2019-12-12 06:15:10

by chenqiwu

[permalink] [raw]
Subject: [PATCH] kernel/exit: do panic earlier to get coredump if global init task exit

From: chenqiwu <[email protected]>

When global init task get a chance to be killed, panic will happen in
later calling steps by do_exit()->exit_notify()->forget_original_parent()
->find_child_reaper() if all init threads have exited.

However, it's hard to extract the coredump of init task from a kernel
crashdump, since exit_mm() has released its mm before panic. In order
to get the backtrace of init task in userspace, it's better to do panic
earlier at the beginning of exitting route.

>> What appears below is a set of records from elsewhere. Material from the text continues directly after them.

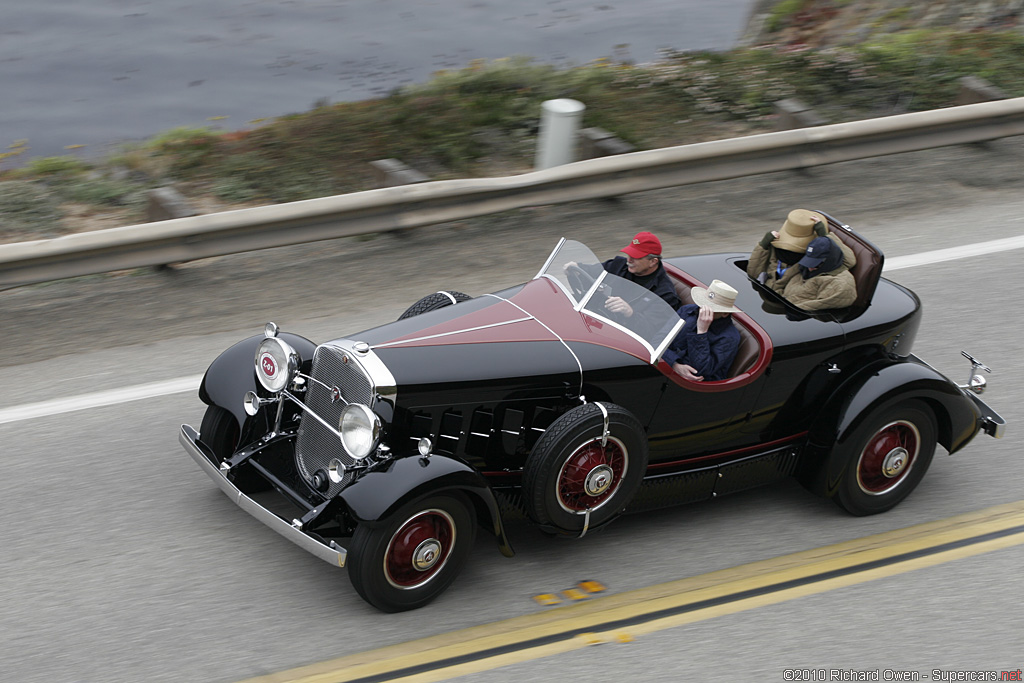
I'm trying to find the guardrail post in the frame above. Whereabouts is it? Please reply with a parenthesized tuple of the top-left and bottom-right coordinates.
(955, 76, 1008, 105)
(146, 187, 198, 222)
(580, 127, 637, 159)
(535, 99, 586, 170)
(369, 159, 430, 187)
(774, 98, 826, 130)
(145, 187, 200, 271)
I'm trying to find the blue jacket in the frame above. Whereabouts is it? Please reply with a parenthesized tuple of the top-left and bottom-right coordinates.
(662, 304, 741, 381)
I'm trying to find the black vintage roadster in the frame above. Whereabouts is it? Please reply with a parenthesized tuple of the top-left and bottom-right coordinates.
(179, 215, 1004, 612)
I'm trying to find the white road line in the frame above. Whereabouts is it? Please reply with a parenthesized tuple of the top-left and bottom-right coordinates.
(4, 235, 1024, 425)
(0, 375, 202, 425)
(883, 235, 1024, 271)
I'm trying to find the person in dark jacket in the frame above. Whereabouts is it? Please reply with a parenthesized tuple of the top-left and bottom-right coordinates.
(777, 236, 857, 310)
(663, 279, 741, 382)
(580, 231, 682, 317)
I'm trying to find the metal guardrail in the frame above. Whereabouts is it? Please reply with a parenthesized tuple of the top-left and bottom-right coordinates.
(3, 97, 1024, 289)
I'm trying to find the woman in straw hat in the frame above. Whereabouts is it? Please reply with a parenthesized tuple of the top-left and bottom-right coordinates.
(747, 209, 855, 293)
(662, 279, 742, 382)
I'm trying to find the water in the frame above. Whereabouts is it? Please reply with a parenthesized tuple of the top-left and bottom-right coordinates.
(0, 0, 753, 161)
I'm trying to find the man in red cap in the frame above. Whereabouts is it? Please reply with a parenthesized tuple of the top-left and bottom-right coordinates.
(596, 231, 681, 316)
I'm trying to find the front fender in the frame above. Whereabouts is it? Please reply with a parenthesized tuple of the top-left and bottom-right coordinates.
(199, 332, 317, 429)
(338, 454, 514, 557)
(817, 357, 980, 453)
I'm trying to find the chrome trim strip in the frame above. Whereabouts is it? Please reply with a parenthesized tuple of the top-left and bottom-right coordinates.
(282, 391, 343, 438)
(299, 372, 347, 403)
(485, 293, 585, 395)
(534, 236, 567, 280)
(595, 401, 609, 447)
(574, 270, 609, 312)
(653, 318, 686, 363)
(371, 317, 534, 348)
(324, 339, 398, 410)
(178, 424, 347, 568)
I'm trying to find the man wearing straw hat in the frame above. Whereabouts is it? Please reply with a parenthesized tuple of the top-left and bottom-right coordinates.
(662, 279, 742, 382)
(747, 209, 855, 293)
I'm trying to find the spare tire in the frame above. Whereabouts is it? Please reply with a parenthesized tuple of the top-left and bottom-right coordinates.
(398, 291, 472, 320)
(523, 402, 648, 535)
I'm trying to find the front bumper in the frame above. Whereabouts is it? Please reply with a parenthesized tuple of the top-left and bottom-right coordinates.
(179, 424, 347, 568)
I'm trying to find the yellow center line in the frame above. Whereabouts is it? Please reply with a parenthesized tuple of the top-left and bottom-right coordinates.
(239, 500, 1024, 683)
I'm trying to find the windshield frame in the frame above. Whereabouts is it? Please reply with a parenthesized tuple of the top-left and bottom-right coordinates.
(535, 238, 684, 364)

It's worth noting that we must take case of a multi-threaded init exitting
issue. We need the test for signal_group_exit() to ensure that it is all
threads exiting and not just the current thread.

Of course testing signal_group_exit() is not sufficient. It is still
possible that this is someone calling exit(2) in an old binary or someone
calling pthread_exit(3) from the last thread of init. To handle that case,
we need the test to be:

(signal_group_exit(tsk->signal) || thread_group_empty(tsk)).

Because exiting the final thread of init should also trigger the panic.

Signed-off-by: chenqiwu <[email protected]>
---
kernel/exit.c | 7 +++----
1 file changed, 3 insertions(+), 4 deletions(-)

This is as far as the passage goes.